In questo senso, fiaba, realtà e presenze da un’altra dimensione si riversano l’una nell’altra attraverso un viaggio nella memoria che mantiene un alto livello di empirismo nella registrazione degli eventi, non importa a quale mondo appartengano, perché è l’intensità dell’ascolto che li rende permeabili, oltre alla funzione di “stalkers” dei due protagonisti.
Il rapporto con la terra, il ciclo della vita e la relazione stretta dei vivi con gli organismi in decomposizione è un elemento centrale come in Womb, ma molto meno didascalico, tanto da occupare quasi ogni immagine del film come un transito continuo da un mondo all’altro. Tra tutte le sequenze che ci hanno colpito, quella della piscina dove il bambino osserva il corpo nudo e pieno di rughe di una vecchia mentre si spoglia. È una sequenza che mantiene un alto grado di ambiguità della visione, quasi fosse l’apparizione di una creatura ancestrale, l’immagine della morte, l’intrusione di un alto grado di realismo nel generale andamento onirico del film.
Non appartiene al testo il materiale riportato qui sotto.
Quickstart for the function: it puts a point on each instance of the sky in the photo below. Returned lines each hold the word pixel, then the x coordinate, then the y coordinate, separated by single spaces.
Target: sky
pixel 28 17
E Fliegauf procede più volte in questo modo: quando madre e figlio vanno a trovare il nonno ormai isolato in una radura in riva al fiume lontano dalla civiltà, incontro che viene filmato con i tempi e la scoperta dell’orizzonte visivo tipici della fiaba tradizionale, ma che allo stesso tempo sembra il documento sulla scomparsa di un mondo che coesiste a quello nominalmente civilizzato.
Una stratificazione simile avviene quando madre e figlio prendono possesso della casa abbandonata dove la nonna del piccolo ha vissuto l’ultimo periodo della sua vita. È un ambiente che trasuda morte e che viene attraversato dalla vitalità del gioco che i due imbastiscono fin dall’inizio del film. Non è solo la visualizzazione di un lutto da elaborare, ma il conflitto diretto tra vita e morte, coesistenti nello stesso luogo. Quando la mobilia della casa verrà distrutta in un gesto di liberazione violentissimo che sembra presagire un’epifania terribile, in realtà assistiamo alla celebrazione della vita attraverso un rituale di appartenenza e spossessamento in parallelo.
Fliegauf, che ha curato come al solito, la scelta dei luoghi, parte della fotografia inzieme a Zoltàn Lovasi e tutto il design sonoro, scompone e sconnette i suoni dalla sorgente originaria, trasformandoli in quel rumore che anche gli occhi possono seguire.